Is there a configuration that I've missed which prevents Task Managers from
running all the time?

Thanks,
Suraj



--
Sent from: http://apache-flink-user-mailing-list-archive.2336050.n4.nabble.com/
Reply | Threaded
Open this post in threaded view
|

Re: Flink TaskManagers do not start until job is submitted in YARN

Dawid Wysakowicz-2
Hi Suraj,

As far as I know this was changed with FLIP-6 to allow dynamic resource
allocation.

Till, cced might know if there is a switch to restore old behavior or
are there plans to support it.

Best,

Dawid

On 24/09/18 12:24, suraj7 wrote:

> Hi,
>
> I am using Amazon EMR to run Flink Cluster on YARN. My setup consists of
> m4.large instances for 1 master and 2 core nodes. I have started the Flink
> Cluster on YARN with the command: flink-yarn-session -n 2 -d -tm 4096 -s 4.
>
> Flink Job Manager and Application Manager starts but there are no Task
> Managers running. The Flink Web interface shows 0 for task managers, task
> slots and slots available. However when I submit a job to flink cluster,
> then Task Managers get allocated and the job runs and the Web UI shows
> correct values as expected and goes back to 0 once the job is complete.
>
> I would like Task Managers to be running even when no Job is submitted as I
> want to use Flink's REST API to monitor and modify parallelism based on the
> available slots value while scaling Core Nodes.
>
> Is there a configuration that I've missed which prevents Task Managers from
> running all the time?
>
> Thanks,
> Suraj
>
>
>
> --
> Sent from: http://apache-flink-user-mailing-list-archive.2336050.n4.nabble.com/


signature.asc (849 bytes) Download Attachment
Reply | Threaded
Open this post in threaded view
|

Re: Flink TaskManagers do not start until job is submitted in YARN

Till Rohrmann
Hi Suraj,

at the moment Flink's new mode does not support such a behaviour. There are plans to set a min number of running TaskManagers which won't be released. But no work has been done in this direction yet, afaik. If you want, then you can help the community with this effort.

Cheers,
Till

On Mon, Sep 24, 2018 at 3:07 PM Dawid Wysakowicz <[hidden email]> wrote:
Hi Suraj,

As far as I know this was changed with FLIP-6 to allow dynamic resource
allocation.

Till, cced might know if there is a switch to restore old behavior or
are there plans to support it.

Best,

Dawid

On 24/09/18 12:24, suraj7 wrote:
> Hi,
>
> I am using Amazon EMR to run Flink Cluster on YARN. My setup consists of
> m4.large instances for 1 master and 2 core nodes. I have started the Flink
> Cluster on YARN with the command: flink-yarn-session -n 2 -d -tm 4096 -s 4.
>
> Flink Job Manager and Application Manager starts but there are no Task
> Managers running. The Flink Web interface shows 0 for task managers, task
> slots and slots available. However when I submit a job to flink cluster,
> then Task Managers get allocated and the job runs and the Web UI shows
> correct values as expected and goes back to 0 once the job is complete.
>
> I would like Task Managers to be running even when no Job is submitted as I
> want to use Flink's REST API to monitor and modify parallelism based on the
> available slots value while scaling Core Nodes.
>
> Is there a configuration that I've missed which prevents Task Managers from
> running all the time?
>
> Thanks,
> Suraj
>
>
>
> --
> Sent from: http://apache-flink-user-mailing-list-archive.2336050.n4.nabble.com/


Reply | Threaded
Open this post in threaded view
|

Re: Flink TaskManagers do not start until job is submitted in YARN

suraj7
Thanks for the clarification, Dawid and Till.

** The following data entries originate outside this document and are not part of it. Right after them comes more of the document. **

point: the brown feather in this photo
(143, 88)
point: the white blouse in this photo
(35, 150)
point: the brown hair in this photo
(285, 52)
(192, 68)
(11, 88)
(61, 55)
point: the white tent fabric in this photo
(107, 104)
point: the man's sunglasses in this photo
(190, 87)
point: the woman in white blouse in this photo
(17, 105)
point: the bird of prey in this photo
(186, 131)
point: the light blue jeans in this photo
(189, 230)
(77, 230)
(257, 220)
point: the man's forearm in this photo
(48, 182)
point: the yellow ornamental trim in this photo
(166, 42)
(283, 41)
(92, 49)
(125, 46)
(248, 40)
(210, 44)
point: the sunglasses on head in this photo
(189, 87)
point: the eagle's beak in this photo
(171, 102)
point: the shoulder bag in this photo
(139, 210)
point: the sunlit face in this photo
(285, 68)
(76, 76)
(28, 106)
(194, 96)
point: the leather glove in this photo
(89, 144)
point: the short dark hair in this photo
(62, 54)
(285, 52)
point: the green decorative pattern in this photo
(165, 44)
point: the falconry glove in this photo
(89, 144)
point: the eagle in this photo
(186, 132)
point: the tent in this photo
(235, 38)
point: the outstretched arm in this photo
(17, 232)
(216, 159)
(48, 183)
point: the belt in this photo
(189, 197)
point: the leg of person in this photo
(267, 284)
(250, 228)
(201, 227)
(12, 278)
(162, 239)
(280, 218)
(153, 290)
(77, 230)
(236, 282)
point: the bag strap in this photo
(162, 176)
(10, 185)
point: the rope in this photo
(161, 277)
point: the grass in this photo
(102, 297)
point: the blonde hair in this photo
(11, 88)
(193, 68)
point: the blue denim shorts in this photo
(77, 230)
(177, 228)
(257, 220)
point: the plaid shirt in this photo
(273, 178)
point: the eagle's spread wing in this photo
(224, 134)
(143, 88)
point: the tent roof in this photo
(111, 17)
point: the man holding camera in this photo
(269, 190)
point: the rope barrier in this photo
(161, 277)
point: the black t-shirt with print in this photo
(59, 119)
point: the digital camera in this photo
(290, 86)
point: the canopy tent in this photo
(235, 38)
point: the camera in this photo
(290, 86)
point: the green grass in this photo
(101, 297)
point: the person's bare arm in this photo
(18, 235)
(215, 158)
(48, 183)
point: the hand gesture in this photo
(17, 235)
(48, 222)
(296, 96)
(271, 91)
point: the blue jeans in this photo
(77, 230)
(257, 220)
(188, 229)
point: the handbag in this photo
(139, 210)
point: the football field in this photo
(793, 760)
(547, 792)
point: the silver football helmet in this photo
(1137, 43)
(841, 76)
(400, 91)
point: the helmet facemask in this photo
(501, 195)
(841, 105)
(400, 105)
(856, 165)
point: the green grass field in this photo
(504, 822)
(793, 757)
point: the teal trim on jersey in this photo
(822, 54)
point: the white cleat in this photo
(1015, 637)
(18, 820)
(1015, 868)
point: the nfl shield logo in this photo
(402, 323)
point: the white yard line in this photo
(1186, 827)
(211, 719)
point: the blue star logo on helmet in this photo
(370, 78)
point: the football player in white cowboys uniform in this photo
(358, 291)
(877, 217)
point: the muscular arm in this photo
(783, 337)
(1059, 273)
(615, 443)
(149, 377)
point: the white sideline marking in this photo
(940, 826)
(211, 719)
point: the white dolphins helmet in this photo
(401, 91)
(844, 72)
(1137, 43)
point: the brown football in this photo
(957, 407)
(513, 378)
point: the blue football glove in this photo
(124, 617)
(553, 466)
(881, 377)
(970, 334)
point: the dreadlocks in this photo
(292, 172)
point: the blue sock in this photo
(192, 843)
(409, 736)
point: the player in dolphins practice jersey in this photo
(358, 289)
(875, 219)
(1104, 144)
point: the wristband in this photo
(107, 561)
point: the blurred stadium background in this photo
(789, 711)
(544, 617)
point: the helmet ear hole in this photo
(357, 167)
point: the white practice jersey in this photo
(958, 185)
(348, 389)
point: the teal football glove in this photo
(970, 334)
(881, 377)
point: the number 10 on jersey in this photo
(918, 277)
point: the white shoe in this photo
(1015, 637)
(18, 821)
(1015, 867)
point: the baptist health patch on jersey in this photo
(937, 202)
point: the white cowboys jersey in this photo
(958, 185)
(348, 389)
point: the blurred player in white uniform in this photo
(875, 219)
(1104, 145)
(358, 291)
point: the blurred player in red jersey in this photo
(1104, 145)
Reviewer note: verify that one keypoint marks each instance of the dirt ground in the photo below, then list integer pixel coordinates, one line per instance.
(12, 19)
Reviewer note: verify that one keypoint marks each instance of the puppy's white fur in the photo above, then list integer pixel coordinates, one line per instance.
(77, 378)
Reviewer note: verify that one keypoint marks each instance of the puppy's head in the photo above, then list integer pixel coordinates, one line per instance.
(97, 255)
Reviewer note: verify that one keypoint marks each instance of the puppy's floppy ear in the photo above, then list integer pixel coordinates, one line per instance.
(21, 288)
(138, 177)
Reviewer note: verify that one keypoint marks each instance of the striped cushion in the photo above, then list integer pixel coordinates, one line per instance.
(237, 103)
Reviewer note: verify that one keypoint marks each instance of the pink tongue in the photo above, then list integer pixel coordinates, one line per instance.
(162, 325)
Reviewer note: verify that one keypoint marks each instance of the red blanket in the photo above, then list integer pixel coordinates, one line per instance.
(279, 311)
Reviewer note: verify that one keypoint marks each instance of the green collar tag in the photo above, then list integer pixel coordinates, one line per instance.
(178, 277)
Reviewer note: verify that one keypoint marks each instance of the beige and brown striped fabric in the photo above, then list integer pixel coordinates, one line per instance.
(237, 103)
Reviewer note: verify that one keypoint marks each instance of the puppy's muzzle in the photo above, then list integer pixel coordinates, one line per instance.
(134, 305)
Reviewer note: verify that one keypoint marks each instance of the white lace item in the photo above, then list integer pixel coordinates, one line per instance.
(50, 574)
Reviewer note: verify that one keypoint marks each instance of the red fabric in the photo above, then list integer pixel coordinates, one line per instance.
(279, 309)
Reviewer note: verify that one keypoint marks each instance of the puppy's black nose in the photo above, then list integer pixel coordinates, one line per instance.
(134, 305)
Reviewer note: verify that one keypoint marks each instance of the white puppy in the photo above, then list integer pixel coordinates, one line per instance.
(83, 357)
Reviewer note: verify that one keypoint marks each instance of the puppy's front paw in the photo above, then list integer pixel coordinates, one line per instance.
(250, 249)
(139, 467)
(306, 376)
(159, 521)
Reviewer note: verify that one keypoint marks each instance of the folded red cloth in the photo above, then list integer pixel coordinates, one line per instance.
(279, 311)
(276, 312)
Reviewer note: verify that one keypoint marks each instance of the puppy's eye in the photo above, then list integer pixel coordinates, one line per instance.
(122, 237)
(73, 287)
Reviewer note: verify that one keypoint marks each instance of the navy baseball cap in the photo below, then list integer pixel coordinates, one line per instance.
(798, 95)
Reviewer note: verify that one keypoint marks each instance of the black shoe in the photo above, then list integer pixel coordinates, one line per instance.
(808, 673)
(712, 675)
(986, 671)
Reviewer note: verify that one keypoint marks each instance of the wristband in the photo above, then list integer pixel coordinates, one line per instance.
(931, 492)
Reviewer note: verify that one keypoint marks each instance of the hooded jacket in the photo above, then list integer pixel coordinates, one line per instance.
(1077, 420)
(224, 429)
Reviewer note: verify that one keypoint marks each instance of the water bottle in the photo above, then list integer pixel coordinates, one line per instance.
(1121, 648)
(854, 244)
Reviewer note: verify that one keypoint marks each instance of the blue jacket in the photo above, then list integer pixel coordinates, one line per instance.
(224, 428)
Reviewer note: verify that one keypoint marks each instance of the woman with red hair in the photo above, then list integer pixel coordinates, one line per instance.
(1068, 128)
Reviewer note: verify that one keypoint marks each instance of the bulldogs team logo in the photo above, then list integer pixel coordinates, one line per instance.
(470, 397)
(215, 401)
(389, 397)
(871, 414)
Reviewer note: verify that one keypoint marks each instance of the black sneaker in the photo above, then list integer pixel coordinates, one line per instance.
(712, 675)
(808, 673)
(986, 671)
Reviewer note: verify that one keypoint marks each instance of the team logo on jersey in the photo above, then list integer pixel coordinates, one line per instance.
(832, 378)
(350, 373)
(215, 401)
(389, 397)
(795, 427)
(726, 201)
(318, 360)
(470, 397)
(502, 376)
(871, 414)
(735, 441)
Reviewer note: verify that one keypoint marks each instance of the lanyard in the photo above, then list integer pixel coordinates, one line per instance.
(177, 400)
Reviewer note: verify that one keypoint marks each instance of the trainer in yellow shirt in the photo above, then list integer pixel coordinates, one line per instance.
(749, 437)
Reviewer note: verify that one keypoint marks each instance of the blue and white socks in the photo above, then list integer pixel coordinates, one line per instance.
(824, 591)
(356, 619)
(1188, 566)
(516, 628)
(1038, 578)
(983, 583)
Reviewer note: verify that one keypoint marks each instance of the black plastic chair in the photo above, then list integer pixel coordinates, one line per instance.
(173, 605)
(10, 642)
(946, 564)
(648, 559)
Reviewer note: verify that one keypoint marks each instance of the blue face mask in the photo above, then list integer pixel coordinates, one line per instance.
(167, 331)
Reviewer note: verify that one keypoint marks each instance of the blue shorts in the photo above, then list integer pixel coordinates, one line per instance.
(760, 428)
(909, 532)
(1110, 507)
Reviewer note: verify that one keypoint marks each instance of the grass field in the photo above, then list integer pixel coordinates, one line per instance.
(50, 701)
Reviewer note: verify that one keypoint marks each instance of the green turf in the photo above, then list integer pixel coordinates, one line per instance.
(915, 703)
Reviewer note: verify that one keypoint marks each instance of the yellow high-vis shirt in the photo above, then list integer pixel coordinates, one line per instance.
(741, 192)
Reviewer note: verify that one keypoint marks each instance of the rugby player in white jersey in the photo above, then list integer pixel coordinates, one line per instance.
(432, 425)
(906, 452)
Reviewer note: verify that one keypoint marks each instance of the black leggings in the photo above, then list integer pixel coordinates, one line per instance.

@Till We have a few streaming jobs that need to be running all the time and
we plan on using the modify tool to update parallelism of jobs as we scale
the cluster in and out and knowing total slots value is crucial to this
workflow.

As Dawid pointed out, is there a switch to restore the old behavior?
If not, is there a way to find/predict total slots value from YARN metrics?
Are you aware of any such workflow?

Thanks,
Suraj



--
Sent from: http://apache-flink-user-mailing-list-archive.2336050.n4.nabble.com/
Reply | Threaded
Open this post in threaded view
|

Re: Flink TaskManagers do not start until job is submitted in YARN

Till Rohrmann
With Flink 1.5.x and 1.6.x you can put `mode: legacy` into your flink-conf.yaml and it will start the old mode. Then you have the old behaviour.

What do you mean with total slots? The current number of total slots? With resource elasticity this number can of course change because if you don't have enough slots, then Flink will try to start a new TaskExecutor.

Cheers,
Till

On Mon, Sep 24, 2018 at 7:11 PM suraj7 <[hidden email]> wrote:
Thanks for the clarification, Dawid and Till.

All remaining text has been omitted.